Еще дальше Тодоров пытается доказать (с великолепными примерами из "Тысячи и одной ночи"), что повествование чуть ли не буквально совпадает с жизнью. В этом он присоединяется к Борхесу, но скорее на лингвистическом, чем на метафизическом основании: мы рассказываем истории и выслушиваем их, потому что мы проживаем истории и живем в них. Повествование равняется языку, который равняется жизни: прекратить рассказывать, как напоминает нам замечательный пример Шахразады, значит умереть: буквально - для нее, фигурально - для остальных из нас. Можно добавить, что если так и есть, то не только любая литература есть литература о литературе, но и любая литература о литературе есть на самом деле литература о жизни. Некоторые из нас понимали это с самого начала.

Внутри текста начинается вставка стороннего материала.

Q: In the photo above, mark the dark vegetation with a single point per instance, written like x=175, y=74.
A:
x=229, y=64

Независимо от того, обусловлена причинно связь между структурой обрамленного рассказа и синтаксической структурой, как заявляет Тодоров, или нет, его примеры четко демонстрируют, что две эти структуры изоморфны. Я уже замечал по поводу гипотетической модели идеального обрамленного рассказа (фиг. 4), что она напоминает мне, к примеру, о некоторых распространенных музыкальных формах и о выступлениях фокусников и акробатов. Я закончу - не столь смело, как Борхес или Тодоров, - предположив, что обрамленные рассказы, возможно, очаровывают нас из-за того, что их повествовательная структура отражает - просто или сложно - по крайней мере два формальных свойства не только синтаксиса, но и весьма обычного опыта и деятельности, а именно, с одной стороны, отступление (или отклонение) и возвращение, с другой - тему и вариации. Эти два свойства отнюдь не исключают друг друга, как свидетельствует сама структура настоящего эссе: отклонение и возвращение является вариацией на тему темы с вариациями. Мне бы хотелось, чтобы у меня было достаточно времени и места, чтобы показать вам, в чем модель обрамленного рассказа напоминает мне, к примеру, упражнения на батуте, приготовление пищи, таксономию, занятие любовью, научные исследования, спор, психоанализ, раскрытие преступлений, компьютерное программирование, судебные разбирательства и успехи моего маленького внука, который постепенно учится ходить. Если это предположение справедливо, эти изоморфности будет достаточно просто заметить.
Но я не могу не привести один пример из своего недавнего опыта: пример той структурной разновидности многажды отложенной кульминации, которую я зову "гвоздь-от-подковы". Он проиллюстрирует среди прочего общие формальные свойства рассказов в рассказах, погони за счастьем и покраски корабельного дна. Вот моя история.
В один прекрасный день у меня возникло желание, и оно не покидает меня до сих пор, вести разумно насыщенную, похвальную, полезную и, следовательно, счастливую жизнь. Преследуя эту цель, я навыдумывал самых лучших историй, каких только мог, чтобы занять и наставить на путь истинный себя и других, и помог в этой деятельности многочисленным писателям-ученикам, удержавшись от того, чтобы стать, к примеру, агентом ЦРУ, книжным обозревателем или же автором романов с зашифрованными реальными прототипами или документальных романов. На другом фронте я счастливым образом преуспел сподобиться жены, жизнью с которой я наслаждаюсь, дома на берегу моря, жизнью в котором я наслаждаюсь, и парусной лодкой, чтобы уплывать по этому морю из этого дома с этой женой для невинного семейного отдохновения, когда вся наша более серьезная работа уже переделана. Только и остается, что отдать швартовы.